Automatic lip reading is one of the tasks of machine vision, which comes down to the frame-by-frame processing of a video sequence. The task is greatly complicated by the low quality of most practical video materials, which do not allow accurate reading of the spatiotemporal, that is, spatial-temporal characteristics of a person during a conversation. Persons move and turn in different directions. Recent developments in computer vision are trying to track the movement of faces in the frame to solve this problem. Despite successes, until recently they were able to recognize only single words, but not sentences.
Significant breakthroughs in this area have been made by the developers at Oxford University. The LipNet neural network trained by thembecame the first in the world, which successfully recognizes lip-rate speech at the level of entire sentences, processing the video sequence.
Single- card salinity cards for the English words "please" (above) and "lay" (below) when processing a neural network that reads lips, highlighting the most attractive (salient) features of
LipNet - recurrent neural network of the LSTM type (long short-term memory). The architecture is shown in the illustration. The neural network was trained using the neural network temporal classification method (Connectionist Temporal Classification, CTC), which is widely used in modern speech recognition systems, since it eliminates the need for training in input data that is synchronized with the correct result.

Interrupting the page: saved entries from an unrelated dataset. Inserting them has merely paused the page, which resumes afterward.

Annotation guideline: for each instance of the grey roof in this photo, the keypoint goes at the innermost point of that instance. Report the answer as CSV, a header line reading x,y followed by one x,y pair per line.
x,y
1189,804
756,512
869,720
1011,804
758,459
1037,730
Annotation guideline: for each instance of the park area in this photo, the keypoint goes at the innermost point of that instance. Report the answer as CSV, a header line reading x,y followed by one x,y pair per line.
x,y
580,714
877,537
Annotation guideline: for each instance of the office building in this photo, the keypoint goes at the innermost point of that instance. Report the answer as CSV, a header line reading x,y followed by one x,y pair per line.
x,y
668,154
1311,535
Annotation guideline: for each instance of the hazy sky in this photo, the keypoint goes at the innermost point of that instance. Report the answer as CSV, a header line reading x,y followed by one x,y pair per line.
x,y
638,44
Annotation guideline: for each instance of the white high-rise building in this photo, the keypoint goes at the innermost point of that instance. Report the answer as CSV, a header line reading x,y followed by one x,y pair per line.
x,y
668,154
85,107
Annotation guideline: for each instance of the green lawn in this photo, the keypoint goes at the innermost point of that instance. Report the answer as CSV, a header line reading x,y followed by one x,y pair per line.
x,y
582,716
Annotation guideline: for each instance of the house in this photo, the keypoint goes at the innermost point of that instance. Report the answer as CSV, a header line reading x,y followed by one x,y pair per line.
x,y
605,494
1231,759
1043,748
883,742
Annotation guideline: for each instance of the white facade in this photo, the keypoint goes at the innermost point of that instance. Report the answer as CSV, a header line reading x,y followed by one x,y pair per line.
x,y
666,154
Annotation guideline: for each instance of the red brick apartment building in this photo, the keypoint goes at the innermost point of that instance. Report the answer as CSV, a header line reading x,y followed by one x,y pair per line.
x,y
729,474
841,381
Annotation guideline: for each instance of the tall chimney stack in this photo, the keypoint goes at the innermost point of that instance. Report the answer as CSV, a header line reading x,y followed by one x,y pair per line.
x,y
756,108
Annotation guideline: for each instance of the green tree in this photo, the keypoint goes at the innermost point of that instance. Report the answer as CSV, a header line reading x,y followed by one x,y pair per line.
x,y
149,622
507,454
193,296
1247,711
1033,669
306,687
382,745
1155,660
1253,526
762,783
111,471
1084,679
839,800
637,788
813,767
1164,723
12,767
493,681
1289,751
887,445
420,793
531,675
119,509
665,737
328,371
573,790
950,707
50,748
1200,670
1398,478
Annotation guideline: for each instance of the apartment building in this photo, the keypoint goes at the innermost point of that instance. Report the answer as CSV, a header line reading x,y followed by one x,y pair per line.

LipNet neural network architecture. The input is a sequence of frames T, which are then processed by three layers of the space-time (spatiotemporal) convolutional neural network (STCNN), each of which is accompanied by a layer of spatial sampling. For extracted features, the sampling rate on the timeline increases (upsampling), and then they are processed with dual LTSM. Each time step at the LTSM output is processed by a two-layer network of direct distribution and the last layer of SoftMax.
On the special package of the GRID sentences, the neural network shows recognition accuracy of 93.4%. This not only exceeds the recognition accuracy of other software developments (which are listed in the table below), but also exceeds the lip-reading performance of specially trained people.
Method | Data set | The size | Extradition | Accuracy |
---|---|---|---|---|
Fu et al. (2008) | AVICAR | 851 | Numbers | 37.9% |
Zhao et al. (2009) | AVLetter | 78 | Alphabet | 43.5% |
Papandreou et al. (2009) | CUAVE | 1800 | Numbers | 83.0% |
Chung & Zisserman (2016a) | OuluVS1 | 200 | Phrases | 91.4% |
Chung & Zisserman (2016b) | OuluVS2 | 520 | Phrases | 94.1% |
Chung & Zisserman (2016a) | BBC TV | > 400,000 | The words | 65.4% |
Wand et al. (2016) | GRID | 9000 | The words | 79.6% |
Lipnet | GRID | 28853 | suggestions | 93.4% |
The special GRID package is composed of the following pattern:
command (4) + color (4) + preposition (4) + letter (25) + digit (10) + adverb (4),
where the number corresponds to the number of word variations for each of the six verbal categories .
In other words, the accuracy of 93.4% is still a result obtained in greenhouse laboratory conditions. Of course, when recognizing arbitrary human speech, the result will be much worse. Not to mention the analysis of data from a real video, where a person's face is not taken close-up in excellent lighting and with high resolution.
The operation of the LipNet neural network is shown in a demo video.
The scientific article was prepared for the ICLR 2017 conference and was published on November 4, 2016 in open access.